Plastic reinforced with glass fibres has been around for a long time. First developed in the 1930s as an insulation material, its strength and ability to be moulded and formed into a wide range different shapes meant that it quickly found other uses.
Boats were among the first to take advantage of the lightweight material, and the first cars with fibreglass reinforced plastic bodies appeared shortly after the Second World War, gaining in popularity in the 1950s as they allowed small-volume makers to operate and compete without the need for expensive metal pressing machinery.
Its use in the automotive sector has since broadened. Although complete fibreglass bodies are still niche, the material is often found in after-market add-ons such as body kits, sills and spoilers. The material can also be found in many other areas, including aircraft production, where it’s used for radar covers and helicopter rotor blades. It can also be found in sports equipment like surfboards, telecommunications, storage tanks, building construction, medical equipment and much more.
Strength and Lightness
The reason that glass reinforced plastic is used in so many areas is that it has a versatile combination of properties. It’s naturally strong along the axis of the fibres, which means that by laying the fibre in different directions during manufacture, a very strong component can be produced that will flex but resist snapping. The latest Pultrusion techniques produce mouldings with a very high fibre content that deliver exceptional strength compared to earlier production methods and can be used to make things like box sections, channels, tubes and handrails for the construction and other sectors.

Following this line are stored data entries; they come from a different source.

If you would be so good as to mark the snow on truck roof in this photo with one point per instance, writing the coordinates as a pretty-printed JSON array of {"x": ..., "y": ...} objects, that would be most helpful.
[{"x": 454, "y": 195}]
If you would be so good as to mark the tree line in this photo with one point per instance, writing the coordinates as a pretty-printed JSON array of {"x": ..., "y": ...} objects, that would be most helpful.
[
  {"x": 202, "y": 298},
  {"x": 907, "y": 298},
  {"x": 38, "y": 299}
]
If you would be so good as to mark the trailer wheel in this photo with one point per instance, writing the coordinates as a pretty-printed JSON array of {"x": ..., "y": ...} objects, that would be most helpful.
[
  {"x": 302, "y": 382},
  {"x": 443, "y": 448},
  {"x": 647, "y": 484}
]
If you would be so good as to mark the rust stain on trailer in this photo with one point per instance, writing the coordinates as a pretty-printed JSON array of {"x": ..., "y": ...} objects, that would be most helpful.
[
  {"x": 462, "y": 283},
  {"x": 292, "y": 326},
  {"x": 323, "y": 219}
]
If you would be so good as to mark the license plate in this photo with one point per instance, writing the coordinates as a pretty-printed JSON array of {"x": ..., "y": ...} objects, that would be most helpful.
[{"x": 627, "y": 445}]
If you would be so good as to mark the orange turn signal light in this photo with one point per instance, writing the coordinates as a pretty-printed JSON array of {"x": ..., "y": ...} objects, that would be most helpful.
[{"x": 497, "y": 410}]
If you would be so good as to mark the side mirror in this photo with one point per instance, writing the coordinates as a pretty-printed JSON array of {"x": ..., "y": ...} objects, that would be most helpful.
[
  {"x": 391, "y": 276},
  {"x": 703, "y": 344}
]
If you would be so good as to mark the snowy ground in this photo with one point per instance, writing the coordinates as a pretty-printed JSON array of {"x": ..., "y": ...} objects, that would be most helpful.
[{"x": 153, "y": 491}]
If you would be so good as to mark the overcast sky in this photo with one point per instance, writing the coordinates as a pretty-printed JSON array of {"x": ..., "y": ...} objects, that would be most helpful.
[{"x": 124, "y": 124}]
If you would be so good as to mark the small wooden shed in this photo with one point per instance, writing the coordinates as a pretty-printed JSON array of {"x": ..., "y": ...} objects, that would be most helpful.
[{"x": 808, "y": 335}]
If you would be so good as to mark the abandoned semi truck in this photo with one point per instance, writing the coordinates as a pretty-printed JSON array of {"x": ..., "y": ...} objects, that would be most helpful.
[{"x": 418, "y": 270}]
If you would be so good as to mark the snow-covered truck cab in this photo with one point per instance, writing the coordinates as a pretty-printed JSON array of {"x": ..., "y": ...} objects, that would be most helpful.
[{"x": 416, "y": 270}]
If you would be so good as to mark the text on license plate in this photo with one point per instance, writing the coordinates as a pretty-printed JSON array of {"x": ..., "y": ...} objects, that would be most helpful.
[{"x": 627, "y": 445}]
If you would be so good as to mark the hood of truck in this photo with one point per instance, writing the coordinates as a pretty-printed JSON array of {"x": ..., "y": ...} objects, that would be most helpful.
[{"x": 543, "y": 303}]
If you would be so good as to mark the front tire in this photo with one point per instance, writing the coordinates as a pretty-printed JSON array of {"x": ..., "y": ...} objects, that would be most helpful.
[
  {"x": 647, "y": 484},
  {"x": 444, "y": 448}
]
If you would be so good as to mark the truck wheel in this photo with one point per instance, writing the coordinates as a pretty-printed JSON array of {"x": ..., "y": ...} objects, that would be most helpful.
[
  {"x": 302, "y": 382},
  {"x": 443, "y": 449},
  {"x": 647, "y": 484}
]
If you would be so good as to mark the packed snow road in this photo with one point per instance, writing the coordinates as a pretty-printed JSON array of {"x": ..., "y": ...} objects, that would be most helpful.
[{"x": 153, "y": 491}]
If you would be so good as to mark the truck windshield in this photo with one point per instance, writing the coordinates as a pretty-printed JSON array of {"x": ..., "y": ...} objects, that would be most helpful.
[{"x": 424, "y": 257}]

An added benefit of the material is that it’s also light, which is an advantage in many different situations. It makes handling easier and means that supporting structures can be correspondingly lighter. In some areas where high strength is required, carbon fibre is beginning to take over, but glass reinforced plastic is still a cheaper option and therefore remains a popular choice.
A further advantage is that the material is highly weather-resistant, so it’s good for many different outdoor applications such as cladding structures or covering machinery. Combined with the fact that it’s permeable to RF radiation, this means that fibreglass is useful for shrouding things like mobile phone antennas and radar installations to protect them from the weather and prevent them from appearing unsightly.
Its toughness means that fibreglass reinforced plastic is often used in underground piping systems. It is employed in water distribution and in waste water treatment applications, and it is also used for making septic tanks. It can even be used as protective covers for underwater installations.
Given its range of properties, versatility and ease of use, it isn’t hard to see why glass reinforced plastic remains a popular material in many different industries. Add in the latest production techniques that make for high-strength material with relatively quick and low cost production, and it’s a material with a bright future.